Triton Inference Server supports multiple model formats including ONNX, TensorFlow, and TensorRT. ONNX (Open Neural Network Exchange) is a popular choice for its cross-platform and cross-framework compatibility.

To convert a PyTorch model to ONNX:

import torch.onnx

# Load the trained model
model = torch.load('path/to/your/model.pt')
model.eval()

# Create dummy input in the shape the model expects
dummy_input = torch.randn(1, 3, 224, 224) # example input shape for an image model

# Export the model
onnx_model_path = "path/to/exported/model.onnx"
torch.onnx.export(model, dummy_input, onnx_model_path)

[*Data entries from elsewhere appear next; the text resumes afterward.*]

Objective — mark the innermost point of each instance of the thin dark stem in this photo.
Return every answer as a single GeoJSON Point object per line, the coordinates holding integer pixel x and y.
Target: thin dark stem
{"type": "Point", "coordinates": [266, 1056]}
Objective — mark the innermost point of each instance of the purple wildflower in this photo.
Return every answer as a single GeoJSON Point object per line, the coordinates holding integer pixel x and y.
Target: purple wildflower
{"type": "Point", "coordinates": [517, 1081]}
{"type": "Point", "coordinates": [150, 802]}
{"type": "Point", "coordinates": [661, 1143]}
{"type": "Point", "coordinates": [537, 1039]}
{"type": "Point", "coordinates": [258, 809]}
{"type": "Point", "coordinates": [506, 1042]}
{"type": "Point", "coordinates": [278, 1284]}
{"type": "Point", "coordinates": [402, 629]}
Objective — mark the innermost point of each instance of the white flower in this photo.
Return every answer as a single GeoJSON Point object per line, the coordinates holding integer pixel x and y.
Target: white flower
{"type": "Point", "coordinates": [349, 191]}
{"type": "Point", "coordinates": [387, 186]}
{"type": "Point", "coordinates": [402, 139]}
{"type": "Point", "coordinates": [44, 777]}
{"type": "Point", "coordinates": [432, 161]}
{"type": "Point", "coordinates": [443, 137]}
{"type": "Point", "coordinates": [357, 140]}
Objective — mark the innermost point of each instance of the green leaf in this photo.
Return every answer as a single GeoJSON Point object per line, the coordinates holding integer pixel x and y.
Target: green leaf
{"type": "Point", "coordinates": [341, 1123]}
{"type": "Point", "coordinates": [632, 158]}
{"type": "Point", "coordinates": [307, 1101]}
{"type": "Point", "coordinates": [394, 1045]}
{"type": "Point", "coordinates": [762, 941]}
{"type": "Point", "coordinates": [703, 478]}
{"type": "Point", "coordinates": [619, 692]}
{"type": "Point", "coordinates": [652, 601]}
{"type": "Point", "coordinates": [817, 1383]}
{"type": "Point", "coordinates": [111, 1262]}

3. Create a Configuration File for Triton

Triton requires a config.pbtxt file to understand how to serve your model. This file includes information about the model name, platform (ONNX, TensorFlow, etc.), input and output tensors, and other settings.

Here's an example config.pbtxt for an ONNX model:

name: "model_name"
platform: "onnxruntime_onnx"
input [
{
name: "images0" # Name of the input layer in your model
data_type: TYPE_FP32
dims: [3, 224, 224] # Replace with the input dimensions of your model
}
]
output [
{
name: "output0" # Name of the output layer in your model
data_type: TYPE_FP32
dims: [6, 17661] # Replace with the output dimensions of your model
}
]

You can use netron.app to see your model specifics (input dims, output dims, etc.).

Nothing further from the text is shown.